Having followed the discussion regarding the movie The Butler, I thought I would add my two cents worth. Not about race relations in America–that would take a whole different post with a whole lot of explanations.
What I find interesting is tracking the reactions to The Butler. It is evident that, in the typical style of Hollywood, the creators of this movie played fast and loose with the facts at hand. Portions of the overall experience of life for an African-American during those years were portrayed as if they happened within the life of the family actually named in the film. That these events were very real, that the fear of racial violence was real, and the world was (and remains) unjust should not be in doubt. That such problems echo into our current lives should also not be in doubt. Just as the Holocaust haunts both Jews and Germans, so the racial legacy of America haunts us all.

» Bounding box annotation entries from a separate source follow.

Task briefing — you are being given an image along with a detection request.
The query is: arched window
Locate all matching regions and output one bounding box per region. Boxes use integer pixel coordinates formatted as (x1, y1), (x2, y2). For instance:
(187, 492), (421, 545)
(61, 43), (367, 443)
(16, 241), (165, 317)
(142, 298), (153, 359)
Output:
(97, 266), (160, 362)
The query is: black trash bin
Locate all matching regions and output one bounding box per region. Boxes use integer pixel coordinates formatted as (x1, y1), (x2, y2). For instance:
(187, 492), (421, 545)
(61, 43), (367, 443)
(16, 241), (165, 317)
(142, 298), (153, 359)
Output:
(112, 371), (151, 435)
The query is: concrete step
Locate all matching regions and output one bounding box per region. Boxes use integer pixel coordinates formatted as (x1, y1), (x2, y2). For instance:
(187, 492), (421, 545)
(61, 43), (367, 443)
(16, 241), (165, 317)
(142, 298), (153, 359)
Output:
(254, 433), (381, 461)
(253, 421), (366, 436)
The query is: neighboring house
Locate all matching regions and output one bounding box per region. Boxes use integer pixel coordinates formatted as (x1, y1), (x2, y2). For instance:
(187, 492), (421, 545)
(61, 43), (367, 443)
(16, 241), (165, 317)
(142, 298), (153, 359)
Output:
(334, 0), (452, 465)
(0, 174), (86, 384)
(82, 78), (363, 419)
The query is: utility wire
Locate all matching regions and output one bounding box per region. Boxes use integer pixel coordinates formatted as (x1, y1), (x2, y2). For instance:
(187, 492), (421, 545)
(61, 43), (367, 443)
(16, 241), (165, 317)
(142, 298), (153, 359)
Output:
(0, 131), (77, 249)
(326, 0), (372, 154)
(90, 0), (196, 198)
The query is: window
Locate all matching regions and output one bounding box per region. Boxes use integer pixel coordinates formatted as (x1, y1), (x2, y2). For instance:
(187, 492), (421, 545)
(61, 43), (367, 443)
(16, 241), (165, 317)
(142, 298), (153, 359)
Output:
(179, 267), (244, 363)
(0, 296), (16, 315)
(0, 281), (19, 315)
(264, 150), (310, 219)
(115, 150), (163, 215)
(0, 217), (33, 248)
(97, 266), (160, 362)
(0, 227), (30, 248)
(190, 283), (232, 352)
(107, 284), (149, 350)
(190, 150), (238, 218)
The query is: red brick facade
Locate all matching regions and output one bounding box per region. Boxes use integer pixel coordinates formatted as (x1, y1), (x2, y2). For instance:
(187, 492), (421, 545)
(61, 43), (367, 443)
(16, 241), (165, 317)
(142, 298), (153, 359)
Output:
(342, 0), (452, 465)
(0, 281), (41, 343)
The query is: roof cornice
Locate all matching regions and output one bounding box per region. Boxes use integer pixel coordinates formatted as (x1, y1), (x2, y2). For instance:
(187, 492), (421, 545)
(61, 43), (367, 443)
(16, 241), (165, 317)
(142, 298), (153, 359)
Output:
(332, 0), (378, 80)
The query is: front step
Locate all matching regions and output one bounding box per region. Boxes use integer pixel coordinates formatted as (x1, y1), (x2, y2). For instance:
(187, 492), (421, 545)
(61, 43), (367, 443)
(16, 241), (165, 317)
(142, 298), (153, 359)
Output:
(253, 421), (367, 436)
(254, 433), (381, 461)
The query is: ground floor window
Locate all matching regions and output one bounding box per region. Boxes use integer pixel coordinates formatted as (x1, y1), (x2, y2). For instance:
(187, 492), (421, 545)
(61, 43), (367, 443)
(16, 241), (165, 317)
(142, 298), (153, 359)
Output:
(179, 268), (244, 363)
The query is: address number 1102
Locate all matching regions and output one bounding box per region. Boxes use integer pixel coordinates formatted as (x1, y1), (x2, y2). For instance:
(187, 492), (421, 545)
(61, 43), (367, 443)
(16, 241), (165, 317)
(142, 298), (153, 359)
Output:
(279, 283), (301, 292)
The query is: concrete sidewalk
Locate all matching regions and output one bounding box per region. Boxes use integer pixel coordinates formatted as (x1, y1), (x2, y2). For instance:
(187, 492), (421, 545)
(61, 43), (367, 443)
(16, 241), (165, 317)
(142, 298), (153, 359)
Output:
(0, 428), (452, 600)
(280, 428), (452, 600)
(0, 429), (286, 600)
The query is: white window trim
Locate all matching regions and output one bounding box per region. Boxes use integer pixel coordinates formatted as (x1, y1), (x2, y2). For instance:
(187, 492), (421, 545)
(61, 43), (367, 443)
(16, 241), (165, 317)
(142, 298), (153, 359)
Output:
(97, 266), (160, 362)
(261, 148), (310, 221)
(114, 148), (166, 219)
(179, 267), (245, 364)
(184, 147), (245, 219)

In truth, The Butler was not a documentary, though. It was a sermon on race in America. Apart from having a definite Scripture reading at the beginning, this is a secular sermon regarding one of the looming elephants in our culture. The difficulty is that by blurring the lines of truth in the little aspects of the film, by creating a fictional butler around the life of a real person, the larger issues are obscured to some of us because of the details. This works in film making, but it falters in one of the keys of sermon building: know your audience.
I am not, however, writing to pile on Lee Daniel’s The Butler. (Even the naming is tad annoying: there was a film in 1916 called The Butler, so they had to rename this one? Really, there was confusion?)
I do think that the questions raised in criticism of historical semi-accuracy for that film point us to a bigger problem. Pastor, if you think the valuable point in The Butler is obscured by the fictional character being born in a different state than his real life inspiration, what about that story you told last Sunday regarding the size of the fish you caught?
Now, some people might be willing to overlook minor adjustments to the details in service of a greater point. After all, if you are able to preach to a 1000 by claiming you’ve done it before, when the nearest was 150, should we fault you? After all, the bigger story is at hand, right? The greater opportunity to do good eclipses the need to be exact on the finer points of details, right?
After all, we only have so many minutes to preach. And if it took compressing facts to make a 2-hour sermon on race, how much more compression should we take?
Except we cannot risk it. Our audience will, eventually, check our facts. And we cannot say that our sermon was meant to dramatize the whole of a situation, can we? Our preaching and teaching must resound with truth, from the Truth of the Word down through the truth of just how many people you really have led to Jesus over the years.
Over the years, I have grown accustomed to Hollywood portraying history with a loose grip: The Butler, Saving Private Ryan, Band of Brothers, Gods and Generals, The Longest Day… the list is pretty long of films that give us good lessons wrapped with historical laxity. Yet all along, I would admittedly not buy a used car from the typical Hollywood producer, because I assume, based on lives and methods, that honesty is not their forte. Messages are, though.
For we who proclaim the Christian Gospel, honesty and the message are inextricably linked. You cannot embellish the facts of your life, the stories you use to illustrate, or the Gospel you proclaim. If all we have, at the end of the day, is a fictionalized account to prove a point, we are not preaching the Word of God. That, folks, is unacceptable.
A quick clarification: certainly Jesus taught in parables. And parables that are expressed as clearly fictional are a different matter entirely. I am addressing the tendency we see to take the truth and “improve it” for storytelling purposes.